No puedo dar aquí los detalles que he recopilado y publicado en otra parte sobre este curioso asunto; pero para mostrar cuán singulares son las leyes que determinan la reproducción de los animales en cautiverio, puedo mencionar que los animales carnívoros, incluso los de los trópicos, se reproducen en este país con bastante libertad en cautiverio, a excepción de los plantígrados o la familia de los osos, que rara vez tienen crías; mientras que las aves carnívoras, con rarísimas excepciones, casi nunca ponen huevos fértiles. Muchas plantas exóticas tienen polen totalmente inútil, en la misma condición que en los híbridos más estériles.
Cuando, por una parte, vemos animales y plantas domesticados, aunque a menudo débiles y enfermizos, reproduciéndose libremente en cautiverio; y cuando, por otra parte, vemos ejemplares —aunque tomados jóvenes de un estado de naturaleza, perfectamente domesticados, longevos y sanos (de lo cual podría dar numerosos ejemplos)— que sin embargo tienen su sistema reproductor tan gravemente afectado por causas imperceptibles como para dejar de funcionar, no debemos sorprendernos de que este sistema, cuando de hecho funciona en cautiverio, actúe de manera irregular y produzca descendencia algo desemejante a sus padres.

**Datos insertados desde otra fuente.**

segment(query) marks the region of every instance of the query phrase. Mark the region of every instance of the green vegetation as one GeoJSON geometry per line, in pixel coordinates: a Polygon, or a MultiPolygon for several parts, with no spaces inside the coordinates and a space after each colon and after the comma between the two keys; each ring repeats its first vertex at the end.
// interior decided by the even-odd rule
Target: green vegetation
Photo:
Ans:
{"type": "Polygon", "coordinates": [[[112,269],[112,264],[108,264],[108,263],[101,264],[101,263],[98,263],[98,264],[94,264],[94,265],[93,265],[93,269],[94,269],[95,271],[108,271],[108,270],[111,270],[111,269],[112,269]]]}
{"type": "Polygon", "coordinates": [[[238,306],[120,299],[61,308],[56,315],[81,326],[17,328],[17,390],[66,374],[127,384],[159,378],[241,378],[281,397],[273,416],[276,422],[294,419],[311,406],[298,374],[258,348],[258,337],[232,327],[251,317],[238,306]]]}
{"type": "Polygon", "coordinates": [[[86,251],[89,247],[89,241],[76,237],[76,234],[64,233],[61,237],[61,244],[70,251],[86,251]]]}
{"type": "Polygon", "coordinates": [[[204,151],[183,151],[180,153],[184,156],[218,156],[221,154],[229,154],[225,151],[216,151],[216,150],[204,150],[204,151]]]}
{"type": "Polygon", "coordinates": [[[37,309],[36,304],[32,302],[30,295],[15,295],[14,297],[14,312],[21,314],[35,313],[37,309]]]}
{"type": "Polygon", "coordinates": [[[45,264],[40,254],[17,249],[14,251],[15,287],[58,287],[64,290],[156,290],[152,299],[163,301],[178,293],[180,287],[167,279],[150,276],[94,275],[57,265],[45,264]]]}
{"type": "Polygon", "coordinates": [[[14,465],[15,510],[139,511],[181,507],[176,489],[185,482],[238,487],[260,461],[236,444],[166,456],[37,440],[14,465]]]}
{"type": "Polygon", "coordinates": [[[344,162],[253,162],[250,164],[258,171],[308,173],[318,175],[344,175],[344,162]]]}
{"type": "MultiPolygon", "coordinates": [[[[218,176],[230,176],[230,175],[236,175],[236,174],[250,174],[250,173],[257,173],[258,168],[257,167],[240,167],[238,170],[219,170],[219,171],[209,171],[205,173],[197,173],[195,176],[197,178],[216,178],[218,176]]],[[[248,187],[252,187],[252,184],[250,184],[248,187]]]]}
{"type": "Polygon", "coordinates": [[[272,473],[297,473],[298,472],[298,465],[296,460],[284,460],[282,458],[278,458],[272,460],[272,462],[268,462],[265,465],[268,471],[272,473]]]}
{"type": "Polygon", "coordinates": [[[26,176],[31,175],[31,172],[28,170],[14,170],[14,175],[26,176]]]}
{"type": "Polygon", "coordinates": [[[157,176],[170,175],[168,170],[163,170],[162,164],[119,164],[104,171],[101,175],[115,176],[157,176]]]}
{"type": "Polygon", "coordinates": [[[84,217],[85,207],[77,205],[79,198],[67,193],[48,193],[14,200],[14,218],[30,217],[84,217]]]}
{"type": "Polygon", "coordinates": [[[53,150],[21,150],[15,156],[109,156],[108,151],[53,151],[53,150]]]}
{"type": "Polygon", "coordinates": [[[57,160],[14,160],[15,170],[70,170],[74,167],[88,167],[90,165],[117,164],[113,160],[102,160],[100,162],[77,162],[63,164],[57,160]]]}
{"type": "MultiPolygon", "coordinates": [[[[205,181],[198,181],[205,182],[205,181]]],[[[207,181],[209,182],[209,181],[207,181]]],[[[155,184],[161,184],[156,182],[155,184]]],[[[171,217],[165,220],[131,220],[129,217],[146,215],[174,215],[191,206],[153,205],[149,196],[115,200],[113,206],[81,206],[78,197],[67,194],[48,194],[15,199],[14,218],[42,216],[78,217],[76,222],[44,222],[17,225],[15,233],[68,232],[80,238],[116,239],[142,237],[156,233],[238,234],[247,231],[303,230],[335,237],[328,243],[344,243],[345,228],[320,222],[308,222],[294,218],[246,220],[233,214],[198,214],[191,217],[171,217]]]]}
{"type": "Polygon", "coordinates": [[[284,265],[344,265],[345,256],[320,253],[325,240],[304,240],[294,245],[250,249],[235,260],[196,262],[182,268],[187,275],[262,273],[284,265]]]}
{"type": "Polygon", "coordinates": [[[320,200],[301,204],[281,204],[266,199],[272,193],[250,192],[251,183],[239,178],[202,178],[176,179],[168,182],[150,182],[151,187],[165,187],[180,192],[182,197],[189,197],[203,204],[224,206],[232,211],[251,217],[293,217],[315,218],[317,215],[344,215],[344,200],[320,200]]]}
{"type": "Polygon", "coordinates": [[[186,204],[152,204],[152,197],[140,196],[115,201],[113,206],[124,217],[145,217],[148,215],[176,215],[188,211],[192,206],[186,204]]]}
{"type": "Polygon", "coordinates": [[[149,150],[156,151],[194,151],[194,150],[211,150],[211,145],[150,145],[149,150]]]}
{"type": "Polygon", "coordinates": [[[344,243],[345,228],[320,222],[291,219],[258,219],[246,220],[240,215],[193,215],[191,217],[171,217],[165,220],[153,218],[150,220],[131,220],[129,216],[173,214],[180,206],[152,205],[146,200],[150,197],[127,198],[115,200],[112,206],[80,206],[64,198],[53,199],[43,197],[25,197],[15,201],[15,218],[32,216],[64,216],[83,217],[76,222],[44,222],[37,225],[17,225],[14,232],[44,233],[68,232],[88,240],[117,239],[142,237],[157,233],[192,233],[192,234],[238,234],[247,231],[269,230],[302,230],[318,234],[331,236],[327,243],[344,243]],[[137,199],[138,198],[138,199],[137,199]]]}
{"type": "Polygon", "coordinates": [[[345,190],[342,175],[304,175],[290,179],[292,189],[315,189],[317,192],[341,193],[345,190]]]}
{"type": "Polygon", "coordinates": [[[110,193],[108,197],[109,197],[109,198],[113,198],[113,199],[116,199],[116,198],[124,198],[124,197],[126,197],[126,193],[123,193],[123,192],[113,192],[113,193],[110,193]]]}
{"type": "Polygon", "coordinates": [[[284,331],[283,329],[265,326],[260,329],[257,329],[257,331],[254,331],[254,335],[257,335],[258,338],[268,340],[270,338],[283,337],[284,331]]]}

Puedo añadir que, así como algunos organismos se reproducen libremente bajo las condiciones más antinaturales—por ejemplo, los conejos y hurones criados en jaulas—, lo que demuestra que sus órganos reproductores no se alteran fácilmente; de igual modo, algunos animales y plantas soportan la domesticación o el cultivo, y varían muy levemente—tal vez apenas más que en estado natural.

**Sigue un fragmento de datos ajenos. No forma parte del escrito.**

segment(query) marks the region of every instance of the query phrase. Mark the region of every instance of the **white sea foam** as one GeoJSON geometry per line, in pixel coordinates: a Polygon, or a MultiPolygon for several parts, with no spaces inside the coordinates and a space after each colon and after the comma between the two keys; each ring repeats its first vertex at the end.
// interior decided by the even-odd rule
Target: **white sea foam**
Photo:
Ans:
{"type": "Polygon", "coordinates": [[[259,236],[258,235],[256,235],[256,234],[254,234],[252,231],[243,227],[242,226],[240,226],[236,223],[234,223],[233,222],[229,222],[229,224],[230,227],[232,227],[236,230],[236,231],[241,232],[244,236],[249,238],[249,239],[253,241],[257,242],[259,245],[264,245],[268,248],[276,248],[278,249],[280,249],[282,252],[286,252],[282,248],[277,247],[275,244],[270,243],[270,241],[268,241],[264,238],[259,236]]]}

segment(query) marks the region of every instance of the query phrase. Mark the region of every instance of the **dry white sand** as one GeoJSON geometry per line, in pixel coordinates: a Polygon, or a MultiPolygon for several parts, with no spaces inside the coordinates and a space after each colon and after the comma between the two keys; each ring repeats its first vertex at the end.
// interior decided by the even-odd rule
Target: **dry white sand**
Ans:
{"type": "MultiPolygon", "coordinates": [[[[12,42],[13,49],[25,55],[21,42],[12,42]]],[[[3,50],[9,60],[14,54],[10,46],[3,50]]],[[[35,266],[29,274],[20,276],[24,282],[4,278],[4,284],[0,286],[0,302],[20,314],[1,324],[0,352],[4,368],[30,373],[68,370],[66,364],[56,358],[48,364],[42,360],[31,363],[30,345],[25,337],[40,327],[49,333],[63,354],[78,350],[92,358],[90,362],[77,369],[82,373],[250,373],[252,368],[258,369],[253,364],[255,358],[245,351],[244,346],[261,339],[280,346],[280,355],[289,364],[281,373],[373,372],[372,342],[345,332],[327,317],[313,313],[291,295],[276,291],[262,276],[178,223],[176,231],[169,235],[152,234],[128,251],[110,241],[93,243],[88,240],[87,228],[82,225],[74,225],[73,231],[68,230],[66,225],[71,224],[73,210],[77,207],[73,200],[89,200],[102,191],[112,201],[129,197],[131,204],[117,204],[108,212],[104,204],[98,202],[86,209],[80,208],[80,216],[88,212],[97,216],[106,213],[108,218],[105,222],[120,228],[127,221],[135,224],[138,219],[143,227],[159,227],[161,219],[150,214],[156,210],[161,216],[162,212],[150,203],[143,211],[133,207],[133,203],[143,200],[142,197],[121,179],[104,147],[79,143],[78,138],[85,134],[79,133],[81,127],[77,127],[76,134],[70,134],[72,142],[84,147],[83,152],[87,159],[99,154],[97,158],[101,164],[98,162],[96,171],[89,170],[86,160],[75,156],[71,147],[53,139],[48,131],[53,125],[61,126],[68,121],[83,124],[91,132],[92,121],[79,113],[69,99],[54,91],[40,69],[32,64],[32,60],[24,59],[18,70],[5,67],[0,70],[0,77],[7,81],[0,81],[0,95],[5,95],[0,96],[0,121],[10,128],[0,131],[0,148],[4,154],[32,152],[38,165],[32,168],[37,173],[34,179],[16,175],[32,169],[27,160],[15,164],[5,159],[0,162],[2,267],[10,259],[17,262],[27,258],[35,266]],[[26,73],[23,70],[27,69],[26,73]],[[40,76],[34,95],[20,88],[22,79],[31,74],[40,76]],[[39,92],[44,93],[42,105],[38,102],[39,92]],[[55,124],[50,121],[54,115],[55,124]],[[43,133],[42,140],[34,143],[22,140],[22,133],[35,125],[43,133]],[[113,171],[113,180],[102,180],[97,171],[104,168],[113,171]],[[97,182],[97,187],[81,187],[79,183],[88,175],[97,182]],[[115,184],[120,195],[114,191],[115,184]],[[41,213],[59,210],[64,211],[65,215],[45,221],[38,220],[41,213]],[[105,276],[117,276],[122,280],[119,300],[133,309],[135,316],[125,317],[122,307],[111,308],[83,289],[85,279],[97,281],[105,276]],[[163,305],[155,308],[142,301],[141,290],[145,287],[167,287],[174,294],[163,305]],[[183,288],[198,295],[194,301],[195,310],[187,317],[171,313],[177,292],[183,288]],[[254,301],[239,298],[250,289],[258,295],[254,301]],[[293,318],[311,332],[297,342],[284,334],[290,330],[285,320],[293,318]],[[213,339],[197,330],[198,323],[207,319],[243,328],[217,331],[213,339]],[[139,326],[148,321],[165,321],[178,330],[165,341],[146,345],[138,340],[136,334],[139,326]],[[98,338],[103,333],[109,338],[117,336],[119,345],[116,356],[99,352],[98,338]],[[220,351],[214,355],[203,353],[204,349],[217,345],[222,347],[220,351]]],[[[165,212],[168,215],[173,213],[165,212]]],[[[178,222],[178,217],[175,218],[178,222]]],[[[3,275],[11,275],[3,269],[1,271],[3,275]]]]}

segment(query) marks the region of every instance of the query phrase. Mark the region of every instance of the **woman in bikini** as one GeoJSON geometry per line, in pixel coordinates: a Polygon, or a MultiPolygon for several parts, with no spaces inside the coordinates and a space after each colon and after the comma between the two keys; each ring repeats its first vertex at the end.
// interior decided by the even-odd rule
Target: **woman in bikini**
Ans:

Algunos naturalistas han sostenido que todas las variaciones están relacionadas con el acto de la reproducción sexual; pero esto es ciertamente un error; pues en otra obra he dado una larga lista de «plantas deportivas» (sporting plants), como las llaman los jardineros; es decir, de plantas que han producido repentinamente una sola yema con un carácter nuevo y a veces muy diferente del de las otras yemas de la misma planta. Estas variaciones de yemas, como pueden denominarse, se pueden propagar por injertos, hijuelos, etc., y a veces por semilla. Ocurren raramente en estado natural, pero están lejos de ser raras bajo cultivo. Como se sabe que una sola yema, de entre muchos miles producidas año tras año en el mismo árbol bajo condiciones uniformes, ha asumido repentinamente un nuevo carácter; y como las yemas de árboles distintos, que crecen bajo diferentes condiciones, han dado a veces casi la misma variedad —por ejemplo, yemas de durazneros que producen nectarinas, y yemas de rosales comunes que producen rosas musgosas—, vemos claramente que la naturaleza de las condiciones es de importancia subordinada en comparación con la naturaleza del organismo para determinar cada forma particular de variación; tal vez de no mayor importancia que la naturaleza de la chispa mediante la cual se enciende una masa de materia combustible para determinar la naturaleza de las llamas.